Newspeak (programming language)

submited by
Style Pass
2025-01-05 12:30:03

Newspeak is a programming language and platform in the tradition of Smalltalk and Self being developed by a team led by Gilad Bracha.[ 1] The platform includes an integrated development environment (IDE), a graphical user interface (GUI) library, and standard libraries.[ 2] Starting in 2006, Cadence Design Systems funded its development and employed the main contributors, but ended funding in January 2009.[ 3]

Newspeak is a class-based and message-based language. Classes may be nested, as in BETA. This is one of the key differences between Newspeak and Smalltalk.

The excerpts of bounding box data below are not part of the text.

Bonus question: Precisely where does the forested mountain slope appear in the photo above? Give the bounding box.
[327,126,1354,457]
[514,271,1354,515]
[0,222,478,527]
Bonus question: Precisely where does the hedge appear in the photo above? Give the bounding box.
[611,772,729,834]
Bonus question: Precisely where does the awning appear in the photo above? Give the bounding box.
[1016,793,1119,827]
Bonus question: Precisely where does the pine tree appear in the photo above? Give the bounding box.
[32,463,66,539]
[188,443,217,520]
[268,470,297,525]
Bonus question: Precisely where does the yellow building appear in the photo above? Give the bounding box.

Newspeak is distinguished by its unusual approach to modularity.[ 4] The language has no global namespace. Top level classes act as module declarations. Modularity in Newspeak is based exclusively on class nesting.[ 1] Module declarations are first class values (i.e., they may be stored in variables, passed as parameters, returned from methods, etc.) and are stateless.

By design the newspeak lacks undeclared access to a global scope and therefore enforces dependency injection. As consequence it requires all class dependencies (instance variables referred as by "slots") to be explicitly referenced. This makes every class in Newspeak virtual.[ 1] All names of dependencies in Newspeak are late-bound (dynamically bound), and are interpreted as message sends, as in Self.